Very few studies have used the IBD genetic data obtained from GWAS for clinical purposes, making this sort of drug repurposing study useful. Development of new IBD drugs is highly desirable due to the side effects and lack of efficacy over time of current IBD drugs. The high costs of developing drugs also mean more efficient methods of development are required. The use of genetic information to repurpose drugs could also allow clinicians bypass the dilemma in choosing between the standard top-down and step-up treatment approaches; personalized medicine based on a patient's genome would allow the use of drugs based on the patient's genetic composition and disease course.

There are limitations to our approach. The databases used for this study are incomplete in terms of information linking identified risk genes to drugs. The biology of these risk genes and the genes targeted by drugs needs further investigation on what genes and drugs to focus on for the identification of suitable treatment drugs. The lack of information regarding the genes and drug targets was illustrated by the fact that two potential candidate drugs; helveticoside and cephaeline, had to be excluded due to the lack of data available on the mechanisms of these drugs and the genes they target.

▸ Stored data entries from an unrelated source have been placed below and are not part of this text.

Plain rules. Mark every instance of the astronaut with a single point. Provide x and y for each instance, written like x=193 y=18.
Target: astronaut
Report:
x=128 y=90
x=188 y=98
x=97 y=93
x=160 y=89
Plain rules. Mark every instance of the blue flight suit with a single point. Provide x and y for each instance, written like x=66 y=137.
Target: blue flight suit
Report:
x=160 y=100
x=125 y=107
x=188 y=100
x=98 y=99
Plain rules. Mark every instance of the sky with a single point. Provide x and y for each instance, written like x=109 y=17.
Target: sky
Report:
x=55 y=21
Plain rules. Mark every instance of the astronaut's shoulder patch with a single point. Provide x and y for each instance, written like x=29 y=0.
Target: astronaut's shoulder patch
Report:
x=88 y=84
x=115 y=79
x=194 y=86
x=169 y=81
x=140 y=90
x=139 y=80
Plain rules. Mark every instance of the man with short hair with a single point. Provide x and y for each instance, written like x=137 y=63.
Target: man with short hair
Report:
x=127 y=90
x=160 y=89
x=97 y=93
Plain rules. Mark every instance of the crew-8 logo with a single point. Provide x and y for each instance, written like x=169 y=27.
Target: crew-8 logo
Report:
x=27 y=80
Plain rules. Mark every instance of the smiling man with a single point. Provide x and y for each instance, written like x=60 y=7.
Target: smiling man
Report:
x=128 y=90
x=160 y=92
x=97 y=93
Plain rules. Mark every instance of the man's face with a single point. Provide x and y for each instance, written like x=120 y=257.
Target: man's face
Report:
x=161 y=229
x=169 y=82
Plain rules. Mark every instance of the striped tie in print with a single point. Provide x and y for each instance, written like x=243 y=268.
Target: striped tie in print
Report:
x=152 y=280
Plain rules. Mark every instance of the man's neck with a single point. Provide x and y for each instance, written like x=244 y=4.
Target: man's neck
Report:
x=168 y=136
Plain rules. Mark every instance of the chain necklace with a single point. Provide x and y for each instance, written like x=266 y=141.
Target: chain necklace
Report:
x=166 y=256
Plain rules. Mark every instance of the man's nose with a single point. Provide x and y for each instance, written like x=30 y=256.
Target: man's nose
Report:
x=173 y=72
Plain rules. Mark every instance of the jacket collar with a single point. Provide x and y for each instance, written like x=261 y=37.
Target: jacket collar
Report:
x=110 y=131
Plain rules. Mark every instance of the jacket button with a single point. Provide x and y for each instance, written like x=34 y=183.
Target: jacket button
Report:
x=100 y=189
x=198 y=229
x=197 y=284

Our study provided a preliminary look at the use of genetic information in drug repurposing for IBD. While this study cannot be conclusive, six potential candidate drugs for IBD were obtained. Further validation of the candidates is necessary and this will be aided by the continuously increasing information on genes, drugs, and the proteins they target.

Conflicts of Interest

The authors declare no conflict of interest.

Funding

This work was supported in part by The Children’s Hospital Foundation of Manitoba, Natural Sciences and Engineering Research Council of Canada, Manitoba Health Research Council, Health Sciences Centre Foundation, Mitac and University of Manitoba.